Malak Moleskin …. and other potent quotables:

  • We had an aggressive pace plan and beat it by an hour.  Goal was 30 hours and we were sub 29.  We did it with steady, strong, confident running from Van 1 that carried the deficiencies of Van 2.
  • Vandalay ended with a strong run and crossed the line 20 seconds behind the first team.  That team however started 45 minutes before us.

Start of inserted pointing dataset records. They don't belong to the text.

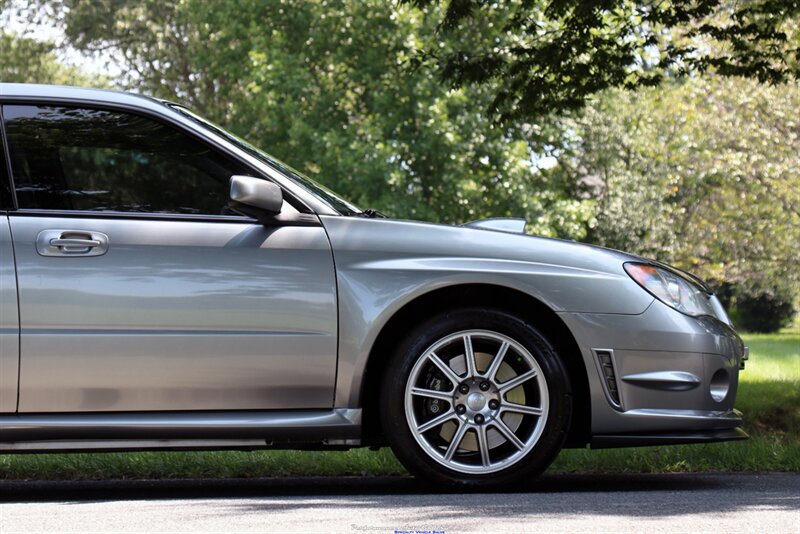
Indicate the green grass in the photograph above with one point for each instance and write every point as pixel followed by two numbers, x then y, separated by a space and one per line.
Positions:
pixel 769 396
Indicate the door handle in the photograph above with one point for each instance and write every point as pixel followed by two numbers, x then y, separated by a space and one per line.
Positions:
pixel 67 243
pixel 82 243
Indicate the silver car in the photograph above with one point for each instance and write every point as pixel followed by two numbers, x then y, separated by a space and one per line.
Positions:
pixel 163 284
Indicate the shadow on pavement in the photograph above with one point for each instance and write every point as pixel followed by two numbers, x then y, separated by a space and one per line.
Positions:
pixel 115 490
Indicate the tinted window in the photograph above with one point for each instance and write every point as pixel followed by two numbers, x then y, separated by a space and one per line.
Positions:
pixel 86 159
pixel 5 191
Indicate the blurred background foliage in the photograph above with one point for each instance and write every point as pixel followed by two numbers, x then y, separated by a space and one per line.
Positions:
pixel 699 167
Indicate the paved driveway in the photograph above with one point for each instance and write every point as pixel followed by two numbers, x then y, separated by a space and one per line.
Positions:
pixel 636 503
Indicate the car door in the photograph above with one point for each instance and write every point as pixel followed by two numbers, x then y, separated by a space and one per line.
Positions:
pixel 140 291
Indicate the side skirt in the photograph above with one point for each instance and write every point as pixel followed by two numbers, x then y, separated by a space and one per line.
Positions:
pixel 174 430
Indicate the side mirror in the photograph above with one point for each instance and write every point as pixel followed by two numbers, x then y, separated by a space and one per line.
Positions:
pixel 256 193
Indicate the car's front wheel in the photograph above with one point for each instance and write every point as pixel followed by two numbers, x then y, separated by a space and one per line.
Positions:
pixel 475 397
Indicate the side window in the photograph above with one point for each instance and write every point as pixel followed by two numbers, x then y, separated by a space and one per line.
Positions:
pixel 65 158
pixel 5 187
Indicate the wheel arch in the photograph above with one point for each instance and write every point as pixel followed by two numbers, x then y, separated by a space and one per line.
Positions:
pixel 440 300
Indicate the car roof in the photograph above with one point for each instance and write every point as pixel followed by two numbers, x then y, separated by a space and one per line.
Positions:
pixel 77 94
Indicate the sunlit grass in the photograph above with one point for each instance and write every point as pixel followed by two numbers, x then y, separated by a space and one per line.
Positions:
pixel 769 397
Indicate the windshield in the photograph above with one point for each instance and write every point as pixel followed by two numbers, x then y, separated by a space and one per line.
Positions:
pixel 329 197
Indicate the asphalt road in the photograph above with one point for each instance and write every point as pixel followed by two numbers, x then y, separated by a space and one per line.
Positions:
pixel 718 503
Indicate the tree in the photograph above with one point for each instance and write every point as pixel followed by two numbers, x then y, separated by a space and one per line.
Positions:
pixel 320 84
pixel 27 60
pixel 542 56
pixel 704 173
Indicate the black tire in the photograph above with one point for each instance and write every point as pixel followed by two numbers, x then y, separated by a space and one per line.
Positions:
pixel 486 456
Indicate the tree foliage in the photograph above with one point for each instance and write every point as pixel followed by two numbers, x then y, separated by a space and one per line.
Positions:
pixel 27 60
pixel 544 56
pixel 324 85
pixel 703 173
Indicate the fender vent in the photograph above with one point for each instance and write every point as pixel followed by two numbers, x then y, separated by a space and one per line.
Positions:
pixel 608 374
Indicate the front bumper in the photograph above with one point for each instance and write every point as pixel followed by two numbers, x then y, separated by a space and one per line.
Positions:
pixel 659 377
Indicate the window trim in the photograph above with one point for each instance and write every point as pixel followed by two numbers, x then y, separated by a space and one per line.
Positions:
pixel 297 203
pixel 281 219
pixel 8 191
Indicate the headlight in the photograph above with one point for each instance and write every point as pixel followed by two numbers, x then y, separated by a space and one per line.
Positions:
pixel 671 289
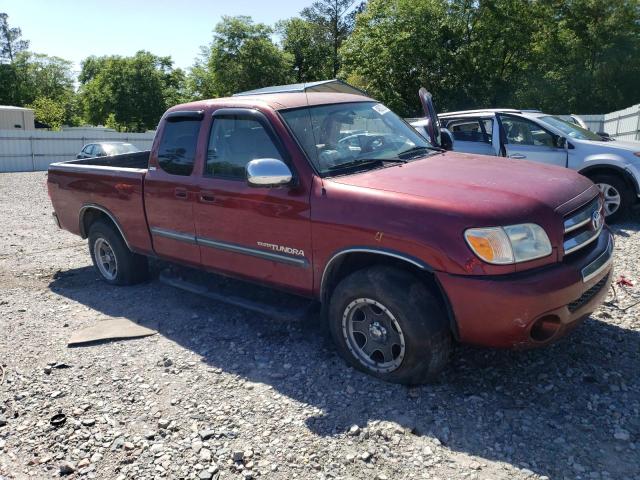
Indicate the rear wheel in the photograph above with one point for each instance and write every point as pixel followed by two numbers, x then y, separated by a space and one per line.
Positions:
pixel 618 197
pixel 387 323
pixel 111 257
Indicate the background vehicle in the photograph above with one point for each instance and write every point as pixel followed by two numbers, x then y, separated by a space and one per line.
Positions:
pixel 332 197
pixel 614 166
pixel 104 149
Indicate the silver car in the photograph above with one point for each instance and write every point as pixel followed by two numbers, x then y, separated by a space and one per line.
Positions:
pixel 532 135
pixel 104 149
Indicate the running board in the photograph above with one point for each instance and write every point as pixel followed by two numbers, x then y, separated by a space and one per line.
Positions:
pixel 282 306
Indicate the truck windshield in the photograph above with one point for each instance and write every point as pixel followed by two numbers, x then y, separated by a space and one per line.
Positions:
pixel 342 136
pixel 570 129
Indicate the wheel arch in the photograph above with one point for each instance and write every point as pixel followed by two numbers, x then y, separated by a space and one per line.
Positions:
pixel 90 213
pixel 347 261
pixel 608 169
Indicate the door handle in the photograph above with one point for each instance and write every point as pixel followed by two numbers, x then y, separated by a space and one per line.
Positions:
pixel 207 197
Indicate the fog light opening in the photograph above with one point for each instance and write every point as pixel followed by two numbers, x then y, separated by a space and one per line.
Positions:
pixel 545 328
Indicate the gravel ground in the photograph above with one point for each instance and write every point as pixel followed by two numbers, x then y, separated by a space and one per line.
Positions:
pixel 224 393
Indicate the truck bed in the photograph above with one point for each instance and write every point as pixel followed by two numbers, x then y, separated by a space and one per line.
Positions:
pixel 114 185
pixel 138 160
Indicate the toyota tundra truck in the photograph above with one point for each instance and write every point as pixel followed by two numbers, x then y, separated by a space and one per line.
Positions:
pixel 320 191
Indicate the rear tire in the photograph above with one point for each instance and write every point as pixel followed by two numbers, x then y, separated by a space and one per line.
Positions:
pixel 387 323
pixel 614 190
pixel 111 257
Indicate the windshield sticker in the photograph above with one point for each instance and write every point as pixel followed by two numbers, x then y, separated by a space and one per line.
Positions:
pixel 381 109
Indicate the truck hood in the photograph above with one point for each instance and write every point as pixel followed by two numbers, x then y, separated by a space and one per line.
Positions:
pixel 490 189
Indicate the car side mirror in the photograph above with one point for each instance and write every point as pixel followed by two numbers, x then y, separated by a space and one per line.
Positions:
pixel 446 139
pixel 268 172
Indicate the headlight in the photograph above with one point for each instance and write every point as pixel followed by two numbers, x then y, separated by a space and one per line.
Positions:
pixel 511 244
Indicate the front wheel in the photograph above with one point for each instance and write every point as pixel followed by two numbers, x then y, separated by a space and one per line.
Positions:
pixel 618 197
pixel 111 257
pixel 387 323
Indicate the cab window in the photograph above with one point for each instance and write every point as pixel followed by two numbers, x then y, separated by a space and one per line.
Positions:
pixel 235 141
pixel 470 130
pixel 524 132
pixel 177 150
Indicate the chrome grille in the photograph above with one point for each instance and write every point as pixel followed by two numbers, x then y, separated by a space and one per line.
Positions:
pixel 581 226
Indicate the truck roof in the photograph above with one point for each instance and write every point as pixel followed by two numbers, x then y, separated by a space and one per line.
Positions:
pixel 334 85
pixel 281 97
pixel 275 101
pixel 486 111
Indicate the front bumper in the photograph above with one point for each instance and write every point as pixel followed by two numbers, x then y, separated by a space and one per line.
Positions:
pixel 510 310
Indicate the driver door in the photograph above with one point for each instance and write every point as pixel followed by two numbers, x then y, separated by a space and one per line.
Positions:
pixel 258 233
pixel 525 139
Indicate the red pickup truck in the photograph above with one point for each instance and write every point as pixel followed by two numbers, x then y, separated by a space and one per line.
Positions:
pixel 333 197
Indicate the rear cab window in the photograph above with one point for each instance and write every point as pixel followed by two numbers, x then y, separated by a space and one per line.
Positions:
pixel 471 129
pixel 177 149
pixel 234 141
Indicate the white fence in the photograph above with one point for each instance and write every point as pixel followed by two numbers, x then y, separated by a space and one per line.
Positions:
pixel 27 151
pixel 623 124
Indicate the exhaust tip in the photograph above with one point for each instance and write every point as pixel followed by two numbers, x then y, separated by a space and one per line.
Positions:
pixel 545 328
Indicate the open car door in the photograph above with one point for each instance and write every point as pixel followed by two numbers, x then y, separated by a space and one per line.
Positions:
pixel 433 125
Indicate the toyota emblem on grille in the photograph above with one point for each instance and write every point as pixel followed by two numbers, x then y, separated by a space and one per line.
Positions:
pixel 597 220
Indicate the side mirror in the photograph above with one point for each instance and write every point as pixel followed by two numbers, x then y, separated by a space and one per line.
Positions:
pixel 268 172
pixel 446 139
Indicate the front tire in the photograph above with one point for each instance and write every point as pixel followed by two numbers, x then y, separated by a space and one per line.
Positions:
pixel 387 323
pixel 618 197
pixel 111 257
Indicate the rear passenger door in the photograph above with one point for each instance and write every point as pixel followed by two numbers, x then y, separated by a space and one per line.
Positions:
pixel 525 139
pixel 170 190
pixel 258 233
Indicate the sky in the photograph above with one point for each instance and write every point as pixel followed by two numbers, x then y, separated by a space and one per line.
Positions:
pixel 73 30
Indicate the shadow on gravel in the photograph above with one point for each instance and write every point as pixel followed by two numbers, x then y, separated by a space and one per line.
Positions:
pixel 554 411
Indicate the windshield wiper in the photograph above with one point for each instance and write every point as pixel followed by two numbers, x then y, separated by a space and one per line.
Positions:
pixel 417 150
pixel 365 161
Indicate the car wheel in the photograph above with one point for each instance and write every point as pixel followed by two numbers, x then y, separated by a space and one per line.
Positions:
pixel 111 257
pixel 387 323
pixel 618 197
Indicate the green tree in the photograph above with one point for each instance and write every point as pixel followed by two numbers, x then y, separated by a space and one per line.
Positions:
pixel 241 56
pixel 49 112
pixel 333 23
pixel 398 46
pixel 586 57
pixel 131 92
pixel 306 42
pixel 11 42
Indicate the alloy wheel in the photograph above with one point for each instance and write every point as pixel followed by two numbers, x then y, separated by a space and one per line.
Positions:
pixel 105 259
pixel 373 335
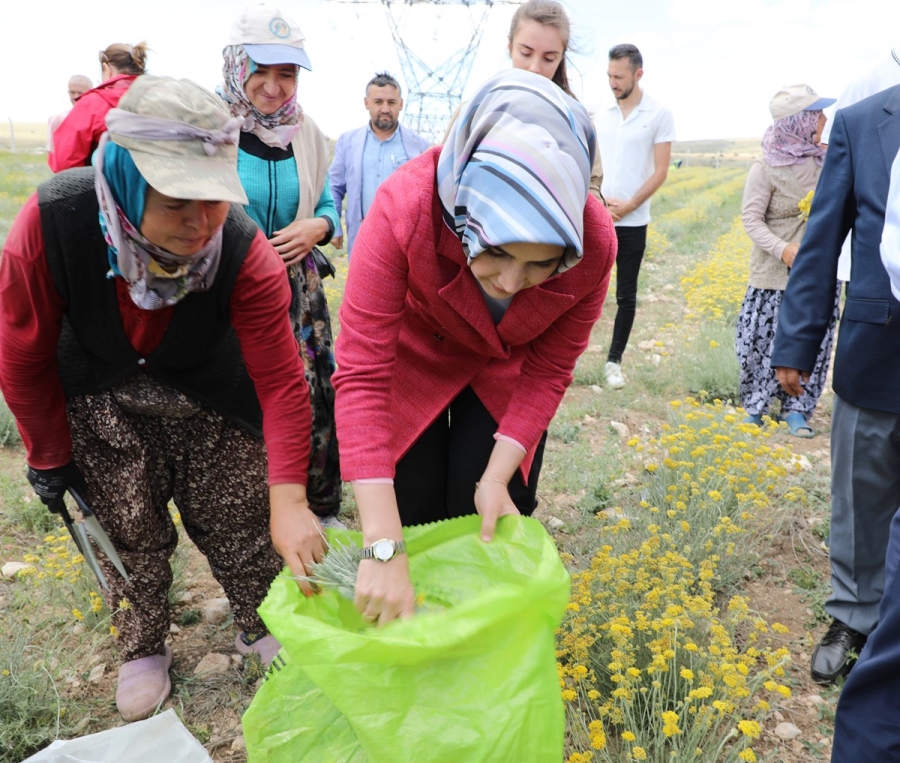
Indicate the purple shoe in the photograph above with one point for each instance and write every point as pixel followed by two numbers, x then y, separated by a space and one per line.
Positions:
pixel 143 686
pixel 265 646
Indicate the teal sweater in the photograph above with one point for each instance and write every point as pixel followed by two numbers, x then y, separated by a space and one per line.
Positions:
pixel 269 177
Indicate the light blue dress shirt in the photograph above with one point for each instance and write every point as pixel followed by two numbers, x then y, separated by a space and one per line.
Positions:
pixel 380 159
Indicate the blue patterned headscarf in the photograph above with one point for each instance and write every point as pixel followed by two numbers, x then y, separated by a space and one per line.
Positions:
pixel 516 167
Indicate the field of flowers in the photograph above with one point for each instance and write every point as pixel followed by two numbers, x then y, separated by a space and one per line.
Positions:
pixel 662 655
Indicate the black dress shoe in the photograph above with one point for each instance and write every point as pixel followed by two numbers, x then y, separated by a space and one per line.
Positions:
pixel 832 658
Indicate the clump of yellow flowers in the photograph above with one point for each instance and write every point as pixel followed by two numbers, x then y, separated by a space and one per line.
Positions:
pixel 804 205
pixel 653 664
pixel 715 288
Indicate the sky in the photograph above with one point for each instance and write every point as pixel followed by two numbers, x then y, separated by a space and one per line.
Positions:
pixel 715 63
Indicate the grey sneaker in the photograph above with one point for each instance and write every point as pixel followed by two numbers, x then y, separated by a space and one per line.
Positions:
pixel 615 379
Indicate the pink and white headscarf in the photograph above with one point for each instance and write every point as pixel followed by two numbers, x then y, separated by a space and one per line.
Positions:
pixel 277 129
pixel 790 140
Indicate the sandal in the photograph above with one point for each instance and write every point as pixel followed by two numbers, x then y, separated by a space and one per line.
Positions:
pixel 143 686
pixel 797 425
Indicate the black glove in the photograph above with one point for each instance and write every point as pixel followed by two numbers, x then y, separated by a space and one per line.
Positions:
pixel 51 484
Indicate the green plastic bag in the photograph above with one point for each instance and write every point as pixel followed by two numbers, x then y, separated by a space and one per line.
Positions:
pixel 473 679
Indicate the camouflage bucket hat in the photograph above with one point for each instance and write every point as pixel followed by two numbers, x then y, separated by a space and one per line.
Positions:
pixel 181 137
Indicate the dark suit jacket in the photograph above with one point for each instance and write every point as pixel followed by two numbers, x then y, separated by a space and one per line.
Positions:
pixel 851 193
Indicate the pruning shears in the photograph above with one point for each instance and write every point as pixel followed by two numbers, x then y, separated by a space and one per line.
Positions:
pixel 80 532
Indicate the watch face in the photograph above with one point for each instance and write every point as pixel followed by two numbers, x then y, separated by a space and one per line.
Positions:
pixel 383 550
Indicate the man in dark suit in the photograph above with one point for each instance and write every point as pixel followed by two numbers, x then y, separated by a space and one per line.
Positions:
pixel 865 431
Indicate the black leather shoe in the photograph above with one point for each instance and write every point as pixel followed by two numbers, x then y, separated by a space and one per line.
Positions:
pixel 836 653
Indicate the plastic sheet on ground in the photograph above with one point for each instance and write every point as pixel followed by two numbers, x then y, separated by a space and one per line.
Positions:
pixel 472 677
pixel 160 738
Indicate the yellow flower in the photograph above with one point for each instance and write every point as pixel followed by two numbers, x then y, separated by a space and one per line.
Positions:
pixel 670 723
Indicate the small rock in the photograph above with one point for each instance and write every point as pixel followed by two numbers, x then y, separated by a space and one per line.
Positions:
pixel 801 462
pixel 621 429
pixel 787 731
pixel 215 611
pixel 213 664
pixel 97 673
pixel 11 569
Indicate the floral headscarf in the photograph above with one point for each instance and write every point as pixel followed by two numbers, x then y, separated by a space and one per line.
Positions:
pixel 790 140
pixel 277 129
pixel 516 167
pixel 156 278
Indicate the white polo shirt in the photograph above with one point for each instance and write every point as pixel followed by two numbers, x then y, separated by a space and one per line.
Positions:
pixel 626 147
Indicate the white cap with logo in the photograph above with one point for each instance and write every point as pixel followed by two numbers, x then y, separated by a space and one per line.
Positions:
pixel 792 99
pixel 269 37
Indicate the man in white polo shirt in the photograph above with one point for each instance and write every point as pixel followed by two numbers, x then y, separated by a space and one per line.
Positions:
pixel 635 140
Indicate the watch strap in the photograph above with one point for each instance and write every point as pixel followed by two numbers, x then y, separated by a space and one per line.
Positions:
pixel 369 551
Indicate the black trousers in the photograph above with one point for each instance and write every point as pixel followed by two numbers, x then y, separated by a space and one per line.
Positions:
pixel 632 242
pixel 436 478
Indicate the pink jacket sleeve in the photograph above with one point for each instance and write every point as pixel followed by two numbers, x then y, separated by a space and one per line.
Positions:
pixel 30 320
pixel 259 313
pixel 373 303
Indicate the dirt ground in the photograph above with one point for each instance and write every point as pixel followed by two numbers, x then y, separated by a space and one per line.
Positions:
pixel 211 706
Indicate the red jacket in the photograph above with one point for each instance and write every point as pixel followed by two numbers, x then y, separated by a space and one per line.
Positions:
pixel 76 138
pixel 31 312
pixel 415 330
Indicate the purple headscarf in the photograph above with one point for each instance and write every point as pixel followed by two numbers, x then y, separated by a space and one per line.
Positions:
pixel 790 140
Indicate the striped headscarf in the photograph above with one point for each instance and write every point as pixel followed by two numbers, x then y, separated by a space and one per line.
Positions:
pixel 516 167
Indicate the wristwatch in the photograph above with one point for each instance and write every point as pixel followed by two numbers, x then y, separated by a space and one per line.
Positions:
pixel 383 550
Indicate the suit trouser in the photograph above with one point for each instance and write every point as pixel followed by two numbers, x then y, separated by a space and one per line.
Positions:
pixel 867 725
pixel 865 493
pixel 632 242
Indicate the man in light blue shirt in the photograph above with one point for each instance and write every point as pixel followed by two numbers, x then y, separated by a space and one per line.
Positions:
pixel 365 157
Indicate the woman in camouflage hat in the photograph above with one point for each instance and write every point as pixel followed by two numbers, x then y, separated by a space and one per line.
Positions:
pixel 146 353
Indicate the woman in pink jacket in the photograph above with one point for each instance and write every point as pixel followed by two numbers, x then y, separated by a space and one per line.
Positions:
pixel 76 139
pixel 478 275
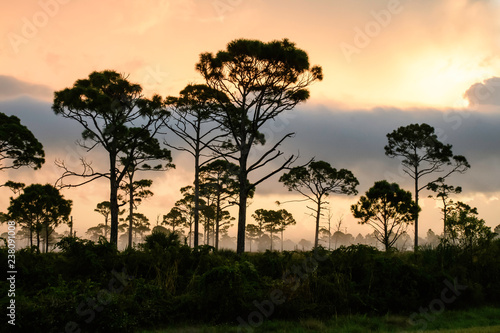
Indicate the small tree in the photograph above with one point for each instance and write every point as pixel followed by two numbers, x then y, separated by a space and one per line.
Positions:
pixel 316 182
pixel 443 192
pixel 274 221
pixel 104 208
pixel 174 218
pixel 18 144
pixel 253 233
pixel 466 228
pixel 40 208
pixel 257 82
pixel 423 154
pixel 388 209
pixel 219 180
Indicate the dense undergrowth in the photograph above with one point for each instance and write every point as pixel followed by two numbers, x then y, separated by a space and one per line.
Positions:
pixel 92 287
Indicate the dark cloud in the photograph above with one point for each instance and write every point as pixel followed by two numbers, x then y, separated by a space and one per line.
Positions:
pixel 351 139
pixel 10 87
pixel 355 140
pixel 484 93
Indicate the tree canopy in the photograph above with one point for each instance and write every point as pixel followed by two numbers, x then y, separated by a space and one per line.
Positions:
pixel 388 209
pixel 18 144
pixel 316 181
pixel 258 81
pixel 423 154
pixel 118 118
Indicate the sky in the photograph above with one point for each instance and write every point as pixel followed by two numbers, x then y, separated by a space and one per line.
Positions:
pixel 386 64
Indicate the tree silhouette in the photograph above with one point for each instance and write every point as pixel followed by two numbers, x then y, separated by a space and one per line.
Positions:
pixel 17 143
pixel 174 218
pixel 465 227
pixel 219 179
pixel 40 208
pixel 423 154
pixel 388 209
pixel 259 81
pixel 443 192
pixel 316 181
pixel 116 117
pixel 192 121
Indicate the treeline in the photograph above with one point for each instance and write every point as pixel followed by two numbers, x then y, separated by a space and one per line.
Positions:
pixel 93 287
pixel 245 88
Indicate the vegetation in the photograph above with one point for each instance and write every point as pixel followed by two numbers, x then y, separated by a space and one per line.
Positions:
pixel 388 209
pixel 163 281
pixel 165 284
pixel 117 118
pixel 259 81
pixel 423 155
pixel 316 182
pixel 18 145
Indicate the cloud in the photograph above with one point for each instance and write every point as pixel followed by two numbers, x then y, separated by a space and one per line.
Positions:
pixel 10 87
pixel 355 140
pixel 484 93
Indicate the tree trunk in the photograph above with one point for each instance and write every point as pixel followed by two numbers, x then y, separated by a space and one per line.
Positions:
pixel 242 211
pixel 217 221
pixel 416 217
pixel 46 239
pixel 318 212
pixel 131 216
pixel 282 239
pixel 113 201
pixel 196 198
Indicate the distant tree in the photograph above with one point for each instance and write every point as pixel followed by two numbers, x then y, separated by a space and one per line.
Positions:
pixel 18 144
pixel 192 121
pixel 174 218
pixel 497 231
pixel 443 192
pixel 140 225
pixel 104 208
pixel 15 187
pixel 465 228
pixel 40 208
pixel 388 209
pixel 219 181
pixel 116 117
pixel 359 239
pixel 305 244
pixel 432 238
pixel 316 182
pixel 274 221
pixel 423 154
pixel 98 231
pixel 257 81
pixel 136 191
pixel 286 219
pixel 253 233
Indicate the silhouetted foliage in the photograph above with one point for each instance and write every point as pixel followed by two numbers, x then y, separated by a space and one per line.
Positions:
pixel 423 154
pixel 116 117
pixel 18 144
pixel 258 82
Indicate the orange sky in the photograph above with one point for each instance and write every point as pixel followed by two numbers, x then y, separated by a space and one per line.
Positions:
pixel 408 55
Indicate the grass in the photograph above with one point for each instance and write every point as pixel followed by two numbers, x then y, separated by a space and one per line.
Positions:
pixel 480 320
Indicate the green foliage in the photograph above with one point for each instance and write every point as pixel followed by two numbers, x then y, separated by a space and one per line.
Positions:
pixel 40 208
pixel 318 180
pixel 463 226
pixel 388 209
pixel 116 117
pixel 423 154
pixel 17 143
pixel 171 284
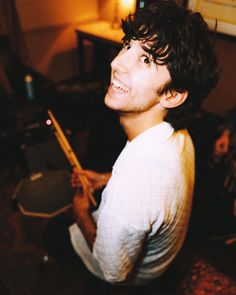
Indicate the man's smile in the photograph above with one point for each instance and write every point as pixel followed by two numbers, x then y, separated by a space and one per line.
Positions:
pixel 118 86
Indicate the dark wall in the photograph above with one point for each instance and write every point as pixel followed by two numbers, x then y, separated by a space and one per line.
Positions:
pixel 223 97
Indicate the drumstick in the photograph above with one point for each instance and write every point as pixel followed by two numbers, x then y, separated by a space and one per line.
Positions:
pixel 67 149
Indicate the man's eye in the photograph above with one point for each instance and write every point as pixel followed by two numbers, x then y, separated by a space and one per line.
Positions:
pixel 145 59
pixel 126 45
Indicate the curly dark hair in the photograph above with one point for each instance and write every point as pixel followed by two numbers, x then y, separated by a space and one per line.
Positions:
pixel 180 39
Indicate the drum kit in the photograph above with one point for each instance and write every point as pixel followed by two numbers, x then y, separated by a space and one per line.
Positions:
pixel 47 193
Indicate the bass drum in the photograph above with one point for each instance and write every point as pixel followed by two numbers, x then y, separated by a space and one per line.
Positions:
pixel 46 193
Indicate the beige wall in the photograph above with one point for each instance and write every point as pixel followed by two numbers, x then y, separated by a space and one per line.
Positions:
pixel 107 8
pixel 49 29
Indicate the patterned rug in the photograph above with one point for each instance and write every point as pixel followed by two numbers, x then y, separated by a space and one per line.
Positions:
pixel 204 279
pixel 24 272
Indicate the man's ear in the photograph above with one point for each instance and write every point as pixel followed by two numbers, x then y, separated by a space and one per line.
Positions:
pixel 173 98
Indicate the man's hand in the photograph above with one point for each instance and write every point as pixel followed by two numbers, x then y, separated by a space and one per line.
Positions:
pixel 96 180
pixel 81 203
pixel 81 206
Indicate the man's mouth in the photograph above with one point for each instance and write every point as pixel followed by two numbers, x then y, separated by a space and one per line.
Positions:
pixel 118 86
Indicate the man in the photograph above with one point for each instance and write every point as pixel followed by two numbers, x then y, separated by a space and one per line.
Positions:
pixel 158 80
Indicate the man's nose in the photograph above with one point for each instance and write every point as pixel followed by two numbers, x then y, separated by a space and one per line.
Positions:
pixel 123 61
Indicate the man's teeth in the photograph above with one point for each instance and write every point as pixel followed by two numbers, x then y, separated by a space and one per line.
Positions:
pixel 116 84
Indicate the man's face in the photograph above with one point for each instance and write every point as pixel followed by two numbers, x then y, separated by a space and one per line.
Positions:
pixel 136 80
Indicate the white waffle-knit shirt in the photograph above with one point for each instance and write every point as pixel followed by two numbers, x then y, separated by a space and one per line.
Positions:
pixel 143 217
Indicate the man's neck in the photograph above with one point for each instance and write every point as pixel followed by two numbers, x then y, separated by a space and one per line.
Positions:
pixel 135 124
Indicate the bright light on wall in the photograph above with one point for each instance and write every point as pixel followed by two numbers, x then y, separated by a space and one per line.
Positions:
pixel 127 6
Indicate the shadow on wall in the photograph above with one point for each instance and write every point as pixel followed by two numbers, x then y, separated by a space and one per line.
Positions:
pixel 63 65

And if the starting official would have let us go at 0630 instead of holding for 2 minutes we indeed would have been the first team across the line.
  • Things were said in the van that will not be recorded here, in order to keep Gambini's internet profile clean for future elections.
  • If you tip well enough at a Waffle House, the waitress will spill a drink all over a table of your choosing.
  • Hotbox's twitter game is top shelf.  He is in the 99th percentile with GIF usage.  But his live tweeting of leg 14 was epic.  "I've got two in front of me, permission to kill?"   When you can run 7 miles at 8 minute pace while tweeting, you are a dude
  • Hippie converted from Catholicism to become Methodist at the pancake breakfast and is now officially on the prayer chain of the Snow Hill United Methodist Church Senior Saints Sunday school class.
  • Stray is to Turnpike as Turnpike is to Jenny.    Chew on that a minute and if you need help figuring it out then ask for it.
  • No vans were harmed during the running of this event
  • The official scale for drinks when you go out on a bender is from 0 to Tantrum.  For example, why wasn't BEP down for breakfast.  Well on a scale of 0 to Tantrum he was a 14.
  • Jaws is getting enshrined in the Playlist Music Hall of Fame.  A 29 hour 200 mile relay is a whirling dervish of emotions.  You want the perfect selection for just the right moment of the relay…..Jaws is your man.

    • If you have spent 24 hours in a van with some dudes, feeling all emotional at the strengthened relationships and bonding, and just want to open up and be vulnerable, but don't quite know the right song to fit…… Gambini is your guy and Dirty Dancing is your jam.

  • What I learned from Leg 18:  

    • if you program your route on your watch, turn the damn navigation on.  If the previous three runners carry a phone, you probably should too.
    • expect the worst.  That way the random red light going off into a field isn't a runner taking a piss or a van changing runners on you, but you would see it for the vigilante sign stealing rif raff that it was.
    • karma is a bitch…….if you were that hooligan as a kid, then karma will have this generation's hooligan pay it back on you.  Suck it up and tip your hat (but still throw up a middle finger).
    • When you are in need, God will put a redneck with a truck in your path.  So be a redneck.  Look, many people will help you out.  But a good backwoods redneck with a truck will help you out and leave you better off than he found you.  

  • Thoughts and Prayers to More Tuna More Sushi.  They just couldn't hang with us.  Found out they didn't even cross before 4pm.  They were the epitome of the Jaws Postulate:  you can run one leg, show me two, but show me three.
  • It was the best of times, it was the whatevs of times.  On a scale of 0 to Tantrum it was epic.
  • With that said, Gambini and Stray enter Relay retirement.  Going out on top as champions.  (Or so we say for now…….who knows, we may Tom Brady this thing).